扫黑除恶的刑事法治原则及技术对策
2020-01-16刘凡
刘 凡
(皖西学院 法学院,安徽 六安 237012)
在我国社会治理过程中出现的顽疾之一就是黑恶势力,在此背景下,中共中央、国务院发出《关于开展扫黑除恶专项斗争的通知》(以下简称《通知》),指出,保障人民安居乐业、社会安定有序、国家长治久安,进一步巩固党的执政基础,党中央、国务院决定,在全国开展扫黑除恶专项斗争。由此,可以看出这一调整彰显了党中央前所未有的重视程度,我国已将黑恶势力的治理,从单纯的社会治安角度转为维护国家的长治久安。因此,此次扫黑除恶必须要更加重视综合治理、源头治理、齐抓共管。当前,我国黑恶势力已经具备新的特征,成因也更具多元化,危害的层次性愈加明显,因此,扫黑除恶专项斗争的开启,是我国进入现代化法治国家的必经之路,也是我国社会治理的法治化选择。
一、我国当下黑恶势力的特点
2000年,公安部召开全国公安机关电视电话会议,组织开展打黑除恶专项斗争。经过十余年的努力,我国黑恶势力的发展已经受到了有效的限制,社会治安平稳安定。但是,黑恶势力的活动并没有消失殆尽,而是出现了新的变化,展现出新的特征。
(一)由硬暴力到软暴力的行为转变
传统的黑恶势力往往具备使用硬暴力的特点,比如“一些地方黑恶势力的犯罪手段极其残忍。这些丧心病狂的犯罪分子滥杀无辜,伤害群众”[1]。比如当时影响较大的以刘涌为首的犯罪集团,就有相关组织负责实施杀人、抢劫等暴力行为(1)参见最高人民法院再审刘涌案刑事判决书,(2003)刑提字第5号。。我国黑社会性质组织的特征,也即“使用暴力、威胁或者其他手段,有组织地多次进行违法犯罪活动,为非作恶,欺压、残害群众”(2)参见最高人民法院再审刘涌案刑事判决书,(2003)刑提字第5号。。

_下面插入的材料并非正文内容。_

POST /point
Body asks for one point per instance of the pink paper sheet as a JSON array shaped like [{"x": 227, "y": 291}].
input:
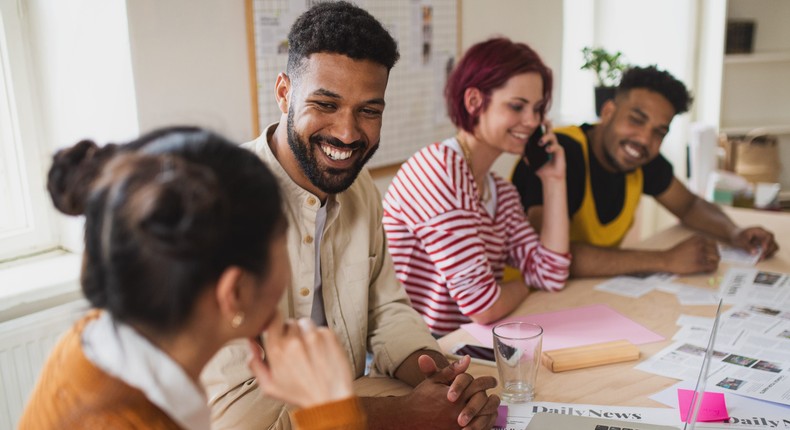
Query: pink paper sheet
[
  {"x": 713, "y": 407},
  {"x": 581, "y": 326},
  {"x": 501, "y": 418}
]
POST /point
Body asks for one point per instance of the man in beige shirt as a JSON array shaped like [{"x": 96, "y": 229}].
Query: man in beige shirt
[{"x": 332, "y": 102}]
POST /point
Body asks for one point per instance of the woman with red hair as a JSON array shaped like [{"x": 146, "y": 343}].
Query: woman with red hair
[{"x": 452, "y": 225}]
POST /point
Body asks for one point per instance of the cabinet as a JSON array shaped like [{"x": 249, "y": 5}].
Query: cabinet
[
  {"x": 746, "y": 93},
  {"x": 755, "y": 87}
]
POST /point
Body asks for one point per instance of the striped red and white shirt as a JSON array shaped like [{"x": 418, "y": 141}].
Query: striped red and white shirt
[{"x": 449, "y": 252}]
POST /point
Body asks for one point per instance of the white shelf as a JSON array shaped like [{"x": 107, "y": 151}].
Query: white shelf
[
  {"x": 742, "y": 129},
  {"x": 758, "y": 58}
]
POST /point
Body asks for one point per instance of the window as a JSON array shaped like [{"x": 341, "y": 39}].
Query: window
[{"x": 25, "y": 214}]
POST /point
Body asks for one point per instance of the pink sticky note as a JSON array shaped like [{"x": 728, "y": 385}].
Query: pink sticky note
[
  {"x": 580, "y": 326},
  {"x": 501, "y": 417},
  {"x": 712, "y": 408}
]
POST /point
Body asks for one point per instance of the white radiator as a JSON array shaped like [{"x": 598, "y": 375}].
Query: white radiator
[{"x": 25, "y": 344}]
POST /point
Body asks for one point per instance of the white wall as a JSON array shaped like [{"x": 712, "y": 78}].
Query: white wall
[{"x": 190, "y": 65}]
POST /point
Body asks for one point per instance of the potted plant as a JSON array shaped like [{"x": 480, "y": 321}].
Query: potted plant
[{"x": 608, "y": 69}]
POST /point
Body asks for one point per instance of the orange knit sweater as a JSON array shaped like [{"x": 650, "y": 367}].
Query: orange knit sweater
[{"x": 73, "y": 393}]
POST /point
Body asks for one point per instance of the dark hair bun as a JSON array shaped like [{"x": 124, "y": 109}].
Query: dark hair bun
[
  {"x": 176, "y": 205},
  {"x": 73, "y": 171}
]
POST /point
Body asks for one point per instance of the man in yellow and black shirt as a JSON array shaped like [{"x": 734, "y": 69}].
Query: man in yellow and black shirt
[{"x": 611, "y": 164}]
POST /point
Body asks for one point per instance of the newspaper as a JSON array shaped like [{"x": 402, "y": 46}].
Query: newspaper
[
  {"x": 755, "y": 286},
  {"x": 519, "y": 416},
  {"x": 751, "y": 356}
]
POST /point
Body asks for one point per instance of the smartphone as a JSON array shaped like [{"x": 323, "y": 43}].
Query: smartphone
[
  {"x": 536, "y": 154},
  {"x": 479, "y": 354}
]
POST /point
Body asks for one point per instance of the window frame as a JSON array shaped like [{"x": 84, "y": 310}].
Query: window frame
[{"x": 36, "y": 231}]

为了规避《全国人民代表大会常务委员会关于〈中华人民共和国刑法〉第二百九十四条第一款解释》(以下简称《解释》)所确立的硬暴力的标准,黑社会组织渐渐转换了暴力方式,硬暴力方式大大减少,取而代之的是隐秘的软暴力行为。典型的软暴力诸如“聚众造势、恐吓滋扰等软暴力行为,放高利贷讨债、恶意竞标等隐蔽型黑恶犯罪手段”。黑恶势力往往为争抢一个项目,不再通过火拼的手段,而是更多地运用出场摆势、言语恐吓、跟踪滋扰等方式,围而不打,打而不伤,伤而不重。由于这些行为并不满足《解释》的规定,公安机关对此往往只能进行治安处罚。这样既能实现自身的非法目的,又能够逃避刑法的追究[2]。这种软暴力行为虽然会威胁到社会的稳定以及群众的安全,但是更深层次上是对他人造成心理恐惧,再加上行为方式又较为隐秘,致使侦查机关无法及时严惩,一定程度上逃避了法律追究[3]。
(二)由帮派到公司的身份转变
拥有一套体系性的制度、组织结构以及纪律制约是一切社会组织的基本形式。传统的黑恶势力也是如此,组织结构严密,帮规戒律森严,以强化其内部统制力。比如境外的黑手党,其组织内部分为三个层次,最基层的组织叫“十人组”;中层的组织叫“家族”;最高层的组织是由家长们及其代表组成的委员会。我国传统黑恶势力组织结构多种多样,比如台阶式、金字塔式、宝塔式等,内部制定各项规章制度,分工细致且成员单线联系,以往的黑恶势力正是基于此种模式来维系其正常运转[4]。比如在冯俊国犯组织、领导黑社会性质组织犯罪中,2003年以来,该犯罪团伙从简单暴力侵财性团伙逐步发展为集多种违法犯罪于一身具有黑社会性质犯罪组织。该黑社会性质犯罪组织成员相对稳定,组织严密,自称“矮骡子帮”,以冯俊国为首,多名成员参与,有计划有组织地实施系列暴力行为,包括非法拘禁、抢劫、绑架、敲诈勒索、故意伤害、强迫交易、强索债务、开设赌场等违法犯罪活动(3)参见商丘市中级人民法院冯俊国犯组织、领导黑社会性质组织等刑事裁定书,(2015)商刑执字第85号。。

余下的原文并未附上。